Infrared Spectroscopy of Nano‐sized Carbon Grains Produced by Laser Pyrolysis of Acetylene: Analog Materials for Interstellar Grains

Abstract

The infrared spectroscopic behavior of nano-sized carbon grains produced by laser-driven pyrolysis of acetylene (C2H2) is presented with respect to the internal structure of the particles investigated by electron energy loss spectroscopy and high-resolution transmission electron microscopy. Carbon grain samples were synthesized at different condensation conditions, and the effect of the pyrolysis temperature and pyrolysis mode (pulsed versus continuous wave) on the carbon structure was investigated. The size distribution of the carbon clusters synthesized in the flow reactor was determined by means of time-of-flight mass spectroscopy.
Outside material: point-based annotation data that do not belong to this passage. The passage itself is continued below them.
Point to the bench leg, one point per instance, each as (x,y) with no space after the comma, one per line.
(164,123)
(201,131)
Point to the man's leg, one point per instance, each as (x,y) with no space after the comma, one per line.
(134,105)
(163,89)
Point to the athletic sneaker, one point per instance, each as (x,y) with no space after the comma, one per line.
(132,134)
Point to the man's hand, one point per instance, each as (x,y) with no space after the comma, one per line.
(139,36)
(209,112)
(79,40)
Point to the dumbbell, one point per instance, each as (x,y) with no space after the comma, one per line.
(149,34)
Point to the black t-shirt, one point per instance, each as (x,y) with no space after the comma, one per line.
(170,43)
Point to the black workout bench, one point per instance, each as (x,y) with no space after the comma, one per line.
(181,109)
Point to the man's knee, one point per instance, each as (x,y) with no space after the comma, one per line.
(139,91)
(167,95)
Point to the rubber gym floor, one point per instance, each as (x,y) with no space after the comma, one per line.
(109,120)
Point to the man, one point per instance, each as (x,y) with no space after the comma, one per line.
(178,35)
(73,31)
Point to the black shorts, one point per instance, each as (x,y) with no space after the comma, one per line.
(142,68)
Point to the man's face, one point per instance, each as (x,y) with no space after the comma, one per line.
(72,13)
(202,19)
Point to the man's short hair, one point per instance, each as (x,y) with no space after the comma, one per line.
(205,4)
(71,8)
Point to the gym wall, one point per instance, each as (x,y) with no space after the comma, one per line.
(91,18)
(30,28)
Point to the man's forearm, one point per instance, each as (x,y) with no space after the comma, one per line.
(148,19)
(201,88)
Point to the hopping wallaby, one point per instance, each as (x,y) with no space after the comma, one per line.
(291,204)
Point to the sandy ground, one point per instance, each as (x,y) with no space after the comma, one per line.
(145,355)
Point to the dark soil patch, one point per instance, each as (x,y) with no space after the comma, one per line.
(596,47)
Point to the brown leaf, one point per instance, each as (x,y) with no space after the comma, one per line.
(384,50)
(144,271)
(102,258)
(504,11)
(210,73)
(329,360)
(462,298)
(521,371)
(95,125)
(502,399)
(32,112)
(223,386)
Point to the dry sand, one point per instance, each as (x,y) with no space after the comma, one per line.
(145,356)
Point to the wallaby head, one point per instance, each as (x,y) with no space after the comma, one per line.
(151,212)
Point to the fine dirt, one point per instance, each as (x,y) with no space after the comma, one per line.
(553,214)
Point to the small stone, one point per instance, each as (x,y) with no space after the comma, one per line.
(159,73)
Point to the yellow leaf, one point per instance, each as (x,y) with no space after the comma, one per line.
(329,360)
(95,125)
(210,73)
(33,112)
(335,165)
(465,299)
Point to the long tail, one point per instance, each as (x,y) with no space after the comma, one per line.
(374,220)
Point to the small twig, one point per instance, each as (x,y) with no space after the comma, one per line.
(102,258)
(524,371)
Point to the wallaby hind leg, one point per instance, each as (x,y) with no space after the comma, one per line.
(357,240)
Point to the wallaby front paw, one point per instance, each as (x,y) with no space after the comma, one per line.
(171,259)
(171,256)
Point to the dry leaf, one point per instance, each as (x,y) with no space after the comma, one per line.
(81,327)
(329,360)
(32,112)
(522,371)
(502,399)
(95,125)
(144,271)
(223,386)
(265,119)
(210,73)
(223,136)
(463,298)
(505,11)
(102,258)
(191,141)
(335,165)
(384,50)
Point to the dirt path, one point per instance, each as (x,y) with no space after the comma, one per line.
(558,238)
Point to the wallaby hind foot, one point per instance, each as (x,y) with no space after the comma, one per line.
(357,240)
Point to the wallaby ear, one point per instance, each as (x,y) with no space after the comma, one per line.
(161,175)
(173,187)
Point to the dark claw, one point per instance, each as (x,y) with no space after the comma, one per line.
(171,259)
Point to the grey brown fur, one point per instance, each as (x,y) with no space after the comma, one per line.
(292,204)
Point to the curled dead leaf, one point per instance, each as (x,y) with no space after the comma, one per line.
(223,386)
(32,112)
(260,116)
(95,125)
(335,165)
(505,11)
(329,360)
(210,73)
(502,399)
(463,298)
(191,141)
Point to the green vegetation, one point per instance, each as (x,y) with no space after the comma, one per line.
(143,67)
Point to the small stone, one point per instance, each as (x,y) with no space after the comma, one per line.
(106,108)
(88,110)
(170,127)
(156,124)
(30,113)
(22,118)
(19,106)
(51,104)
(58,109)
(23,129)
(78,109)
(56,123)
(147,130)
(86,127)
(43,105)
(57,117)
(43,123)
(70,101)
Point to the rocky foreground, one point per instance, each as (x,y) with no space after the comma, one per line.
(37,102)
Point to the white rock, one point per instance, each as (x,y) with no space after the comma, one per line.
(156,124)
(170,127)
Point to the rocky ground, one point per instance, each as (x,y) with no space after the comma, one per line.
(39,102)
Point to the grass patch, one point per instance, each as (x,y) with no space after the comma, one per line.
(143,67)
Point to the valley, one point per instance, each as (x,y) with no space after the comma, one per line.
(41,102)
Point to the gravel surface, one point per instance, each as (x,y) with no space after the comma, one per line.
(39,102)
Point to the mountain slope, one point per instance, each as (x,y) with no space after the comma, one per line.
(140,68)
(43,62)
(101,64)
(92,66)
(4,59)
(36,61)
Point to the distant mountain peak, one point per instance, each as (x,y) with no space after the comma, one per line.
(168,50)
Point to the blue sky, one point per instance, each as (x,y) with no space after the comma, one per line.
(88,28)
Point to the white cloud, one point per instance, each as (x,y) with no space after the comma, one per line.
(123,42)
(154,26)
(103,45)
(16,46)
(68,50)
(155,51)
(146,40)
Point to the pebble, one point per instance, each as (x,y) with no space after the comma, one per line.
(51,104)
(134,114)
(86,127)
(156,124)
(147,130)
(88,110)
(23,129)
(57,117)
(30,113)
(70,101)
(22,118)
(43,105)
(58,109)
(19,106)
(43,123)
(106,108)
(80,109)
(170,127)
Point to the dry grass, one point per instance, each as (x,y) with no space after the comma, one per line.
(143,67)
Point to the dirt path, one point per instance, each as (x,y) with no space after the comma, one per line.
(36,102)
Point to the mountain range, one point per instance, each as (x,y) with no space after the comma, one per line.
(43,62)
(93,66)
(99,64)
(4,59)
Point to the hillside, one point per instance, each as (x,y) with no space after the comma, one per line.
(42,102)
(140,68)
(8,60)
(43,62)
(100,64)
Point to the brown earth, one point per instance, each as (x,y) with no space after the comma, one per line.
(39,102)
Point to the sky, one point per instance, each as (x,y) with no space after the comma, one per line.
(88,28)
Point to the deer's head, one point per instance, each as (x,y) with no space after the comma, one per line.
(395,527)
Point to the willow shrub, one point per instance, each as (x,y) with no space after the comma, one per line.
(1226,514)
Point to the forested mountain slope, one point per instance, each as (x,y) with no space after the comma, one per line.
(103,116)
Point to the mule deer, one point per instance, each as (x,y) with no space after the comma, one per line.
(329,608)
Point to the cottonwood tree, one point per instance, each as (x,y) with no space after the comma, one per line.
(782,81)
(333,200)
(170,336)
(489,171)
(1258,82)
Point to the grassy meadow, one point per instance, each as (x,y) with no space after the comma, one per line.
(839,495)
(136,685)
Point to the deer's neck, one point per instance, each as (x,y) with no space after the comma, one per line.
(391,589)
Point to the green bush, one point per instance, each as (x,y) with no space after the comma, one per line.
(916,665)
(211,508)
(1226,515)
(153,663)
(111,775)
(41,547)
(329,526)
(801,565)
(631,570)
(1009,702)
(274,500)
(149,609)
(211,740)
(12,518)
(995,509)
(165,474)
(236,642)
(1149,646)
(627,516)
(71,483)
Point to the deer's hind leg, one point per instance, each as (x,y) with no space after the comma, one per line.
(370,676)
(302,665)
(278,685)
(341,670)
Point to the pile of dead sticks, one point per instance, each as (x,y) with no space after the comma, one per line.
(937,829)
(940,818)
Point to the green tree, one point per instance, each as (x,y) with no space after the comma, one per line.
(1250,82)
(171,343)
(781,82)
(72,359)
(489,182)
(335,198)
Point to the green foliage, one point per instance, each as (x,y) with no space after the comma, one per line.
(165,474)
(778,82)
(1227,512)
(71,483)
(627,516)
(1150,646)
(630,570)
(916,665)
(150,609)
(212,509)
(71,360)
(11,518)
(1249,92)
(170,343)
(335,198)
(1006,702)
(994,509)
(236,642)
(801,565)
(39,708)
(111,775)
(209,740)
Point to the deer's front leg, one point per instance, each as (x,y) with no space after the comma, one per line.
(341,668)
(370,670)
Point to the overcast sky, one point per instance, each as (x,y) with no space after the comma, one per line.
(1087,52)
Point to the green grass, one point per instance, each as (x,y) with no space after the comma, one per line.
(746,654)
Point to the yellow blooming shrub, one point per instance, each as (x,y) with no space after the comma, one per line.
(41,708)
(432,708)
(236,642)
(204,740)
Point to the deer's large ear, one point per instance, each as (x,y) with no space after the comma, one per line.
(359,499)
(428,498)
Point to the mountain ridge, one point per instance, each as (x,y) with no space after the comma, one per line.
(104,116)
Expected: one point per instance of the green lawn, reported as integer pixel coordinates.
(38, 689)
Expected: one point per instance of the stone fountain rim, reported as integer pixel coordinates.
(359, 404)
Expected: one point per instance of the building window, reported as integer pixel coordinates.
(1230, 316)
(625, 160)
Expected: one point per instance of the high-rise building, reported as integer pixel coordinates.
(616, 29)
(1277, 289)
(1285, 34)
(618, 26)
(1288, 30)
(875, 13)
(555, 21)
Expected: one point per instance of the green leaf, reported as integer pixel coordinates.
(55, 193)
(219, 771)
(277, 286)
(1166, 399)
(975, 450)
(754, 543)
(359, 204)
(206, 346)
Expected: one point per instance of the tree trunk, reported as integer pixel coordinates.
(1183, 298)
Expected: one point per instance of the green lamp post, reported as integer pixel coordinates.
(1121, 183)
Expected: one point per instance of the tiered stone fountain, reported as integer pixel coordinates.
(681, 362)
Despite the CH absorption features attributed to saturated aliphatic hydrocarbons adsorbed by the grain surfaces, the infrared spectra of the neat carbon grains show only weak CH features. The investigations show that the formation and growth of polycyclic aromatic structural units are involved in the carbon grain condensation process. We conclude that the low feature-to-continuum ratio in the IR spectra of the grains is a typical property of carbonaceous dust formed by the pyrolysis of acetylene. The lack of observational evidence for hydrocarbon dust in the outflows of carbon-rich asymptotic giant branch (AGB) stars can be rationalized by our spectroscopic results. An evolutionary sequence of the circumstellar carbonaceous material during the AGB to planetary nebula (PN) phase transition can be deduced from our results by comparison with the IR spectral behavior of carbonaceous grain materials synthesized in other condensation systems.